According to Tabor-Manaker, these benefits include a strong one-on-one patient-doctor relationship, more time spent on appointments, quick access to one’s physician and decreased costs for medications and services.
After talking with several direct primary care physicians around the country and attending a national conference, Tabor-Manaker decided that it was the path for her. With the help of the Western Montana Economic Development Fund, which she said was “instrumental” in helping her launch, Tabor-Manaker opened Glacier Direct Primary Care earlier this year.
There are over 1,000 direct primary care physicians nationwide, but only a handful in Montana. Besides Dr. Doug Pitman, who works part time in Whitefish, Tabor-Manaker is the only direct primary care physician in the Flathead.
Tabor-Manaker does not accept any form of insurance — which allows her the time to be Glacier Direct Primary Care’s only employee — though she encourages patients to maintain insurance for emergencies or “big-ticket” costs, such as surgeries.
Instead, patients pay her a monthly fee based on age — $70 for ages 18-39, $80 for 40-54, $90 for 55-64, $120 for 65-98, $1 for 99 and up; veterans receive a 20 percent discount and there’s a $200 cap for families, though she currently does not take patients under age 18. Businesses can fund groups of five or more employees for $70 per month.
Once registered for a one-time $100 intake fee, Tabor-Manaker’s patients have constant access to her for medical questions, after-hour appointments and consultations on everything from chronic conditions to healthy lifestyle changes. Time not spent on coding or billing can go to lengthy appointments with her patients. Additional costs such as prescriptions or X-rays are paid out of pocket by patients, though, she said, she often negotiates the prices for medications and services down to a fraction of the cost.
Tabor-Manaker and other direct primary care physicians describe the model using a “car insurance analogy.”
People own car insurance, she said, for emergencies, accidents and other major repairs. “We don’t expect our insurance to pay for wiper blades, gas, tires — we budget for that.

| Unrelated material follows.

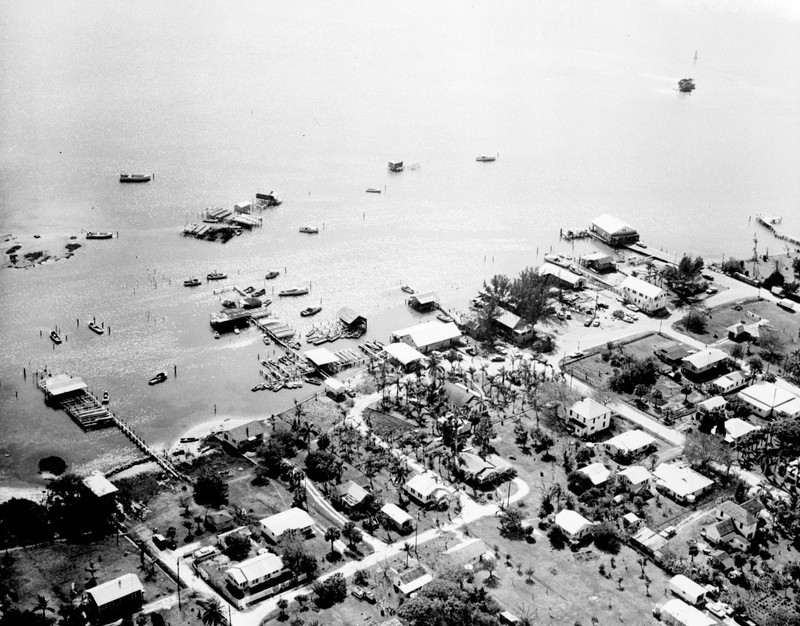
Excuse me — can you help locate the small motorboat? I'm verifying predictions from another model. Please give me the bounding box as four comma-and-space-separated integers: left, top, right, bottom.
147, 372, 167, 385
278, 287, 308, 298
119, 173, 153, 183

We know that that’s going to be part of owning a car.”
Medical insurance, she said, was originally intended for a similar purpose — “for major medical issues and catastrophic things, big-ticket items, and patients were expected to be able to budget for the small items.”
However, “when the small items now cost hundreds and hundreds of dollars because of all the layers and all these regulations, the prices aren’t cheap enough for people to be able to budget for primary care anymore. And so they’ll just avoid it all together, a lot of times.”
Tabor-Manaker is aiming to keep people out of emergency rooms by creating time and opportunity for comprehensive primary care.
For example, she said a recent intake visit lasted 2.5 hours because she and the patient went through their entire medical history to establish goals and boundaries. “And I love that I am able to do that, because I’m my own boss, but that also is just good medicine.”
That level of comprehensive care and access, she said, “just feels right to me.”
Spending more time with her patients, negotiating for medication and service prices on their behalf and building an open dialogue on health, she said, “gives patients an opportunity to take better care of themselves because there’s less barriers to care.”
Sitting in her new office, she schedules a patient appointment on one hand and plans a pitch to help a local small business’ employees on the other. Her venture into direct primary care is a careful balance, but looking back on her period of burn-out, she shakes her head at the risk.
“This has not necessarily been easy, but it was necessary. What I’m doing is necessary for me, and I think it’s necessary for the community.”